Developed by Handy Games Published by Handy Games Reviewed on Nintendo Switch
Anno Domini 2018: Townsmen has made it to Nintendo Switch! Remastered from earlier phone and computer versions, this classic, city-building strategy game features updated sounds and graphics. Fans will recognize the franchise’s familiar medieval theme as they dive into play. Townsmen opens with the premise that the player has lost the king’s good graces. Banished, the player is left to govern struggling lands and build towns by managing resources, construction, and caring for the citizens needs. Access to these escapades is conveniently found via the Nintendo eShop.
Townsmen is quick to load and pans into a simple but graphically polished start screen. Befitting the console, the art style’s soft tone color palette retains great contrast and clean lines. This allows details on buildings that contributes to easier navigation as the player’s town grows. Both docked mode and handheld can boast this. However, text size can appear small while docked giving handheld mode consistent superior readability.
Looks aside, when it comes to playing, Townsmen has several options: Tutorial, Scenarios, and Sandbox Levels. While all the play options share similarities, there a few differences to note. Both newly acquainted and veteran players would benefit from the Townsmen’s tutorials. Much like many games, Tutorial instructs the player on game play and game mechanics in a graduating manner, covering everything from assigning Townies to jobs, using the build menu to construct, and tips to keeps the players town running smoothly.
A good example to pull from is the farm. In Townsmen, the farm handles producing vital town needs for the players town and populace by means of wheat, wool, and herbs. The production of these three things supplies the towns needs and can be later sold for Thaler, the in game currency, and help the player’s economy flow. For the player to get this multitasker functioning, they need to know what to place and where.

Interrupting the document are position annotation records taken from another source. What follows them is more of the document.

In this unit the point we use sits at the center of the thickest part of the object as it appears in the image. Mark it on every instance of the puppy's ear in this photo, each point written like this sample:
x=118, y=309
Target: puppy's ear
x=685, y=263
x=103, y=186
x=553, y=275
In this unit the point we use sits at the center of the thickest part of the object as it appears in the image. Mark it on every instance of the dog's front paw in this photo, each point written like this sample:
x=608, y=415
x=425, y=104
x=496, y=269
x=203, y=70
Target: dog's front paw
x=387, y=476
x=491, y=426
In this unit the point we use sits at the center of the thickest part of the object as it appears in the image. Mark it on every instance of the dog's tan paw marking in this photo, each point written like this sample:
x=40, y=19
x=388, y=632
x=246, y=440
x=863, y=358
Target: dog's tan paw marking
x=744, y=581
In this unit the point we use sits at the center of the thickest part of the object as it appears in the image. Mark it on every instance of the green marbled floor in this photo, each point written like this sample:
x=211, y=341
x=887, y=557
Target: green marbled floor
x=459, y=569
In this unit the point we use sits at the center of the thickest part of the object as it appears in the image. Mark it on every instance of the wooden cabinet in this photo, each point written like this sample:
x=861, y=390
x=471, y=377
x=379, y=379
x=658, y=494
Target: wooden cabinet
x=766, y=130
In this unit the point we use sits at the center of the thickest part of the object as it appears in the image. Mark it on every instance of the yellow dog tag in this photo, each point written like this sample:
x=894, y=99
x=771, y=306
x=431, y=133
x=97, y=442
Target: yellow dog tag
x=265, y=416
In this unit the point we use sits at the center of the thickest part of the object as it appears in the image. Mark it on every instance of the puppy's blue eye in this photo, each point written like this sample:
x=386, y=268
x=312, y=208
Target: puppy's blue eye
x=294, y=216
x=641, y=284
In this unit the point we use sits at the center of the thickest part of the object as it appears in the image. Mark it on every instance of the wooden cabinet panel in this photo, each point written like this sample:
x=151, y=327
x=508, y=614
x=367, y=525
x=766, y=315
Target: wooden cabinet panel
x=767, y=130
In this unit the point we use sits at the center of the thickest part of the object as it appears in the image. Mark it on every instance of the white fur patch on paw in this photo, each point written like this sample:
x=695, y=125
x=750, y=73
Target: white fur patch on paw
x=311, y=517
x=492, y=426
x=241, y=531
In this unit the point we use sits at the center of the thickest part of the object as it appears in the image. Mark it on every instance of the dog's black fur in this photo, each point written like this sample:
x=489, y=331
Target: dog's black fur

Some of the various fields and gardens for the farm are a separate build from the farm itself. A garden on the opposite side of the map from the farm would be ineffective time wise and the tutorial teaches to build near the farm. It also reminds you that the farm does not create wheat in winter, but other tasks are still available.
Several of the the builds in game share this multiple build setup. Builds are separated into intuitive menus with descriptive texts. The benefit of learning via tutorial allows the player a feel for how to build to maximize the town economy while not being overwhelmed by demanding Townies. The challenge of building up the town in all of its glory is a large part of the fun, and the in game economy can make or break that. The tutorial may feel like hand holding at times. Sometimes specific instructions are shown after the player figures it out. Still, because of the aforementioned reasons, the tutorials are worth playing.
The player does not have to run through Tutorial and can jump to either Scenarios or Sandbox Levels. Scenarios offers the player a challenge. The player has a specific quest and has to navigate how to reach the goal. While it may feel like tutorial mode at first, construction options are not restricted for learning mode and the player can fail.
Craftsman challenge is one such scenario. As seen in the image above the player’s goal is to build a marketplace and a tavern but is limited to starting with two Townies. While this challenge does pre-generate some of the required buildings and material, it is still up to the player to manage work, build resources, and keep the Townies healthy and fed. The town can be struck by plague, raided by bandits, and have other pitfalls to hinder to player. Not all events are bad. The Townies and game do offer optional quests with rewards that can be bountiful. One quests asks for bread for the town and rewards players with materials that the Townie could have been gathering instead, allowing double gains in terms of resources. Time and worker management will still be required to be successful. Once the goal is reached, the player can continue in the town or move on to the next challenge.
Sandbox Levels, just like Scenarios, come in various level of difficulty and map size. However, Sandbox mode, is as the name suggests, free for the player to build their town as they please. The player does still have to meet building prerequisites. Townies can not makes tools if they can not smelt iron first, but mostly have free reign like other city building games. Sandbox mode does have quests and optional quests, but not an overarching goal like the aforementioned Craftsmen challenge.
Townsmen does feature research that is based off of a leveling system. As the player accomplishes various task they gain levels. As the player gains levels different types of research unlock. Research can give the players watch towers with better area coverage, speed up certain crafts, and affect the buy/sell price of goods. The players level and research is shared across all game modes, allowing the player to put their prior hard work to use and alleviating some of the time sink that city builders can be known for.
The game features easy controls and makes use of the Switch’s touch screen, joy cons, or s combination of the two depending on play style choice. The main menu offers a controls list if the player needs a refresher. The games sounds and music can be easily adjusted for volume. The soundtrack has a nice ambiance and does not distract from game play.The menu has list of in game achievements the player can unlock, a nice touch for trophy hunters and game completionists. The load screens offer tips the player can scroll through. The game’s multiple save files are always a plus, too. And of course, all the different challenges and building not mentioned.
Overall, Anno Domini 2018: Townsmen has been converted to the Switch well and offers hours of city building challenges and entertainment.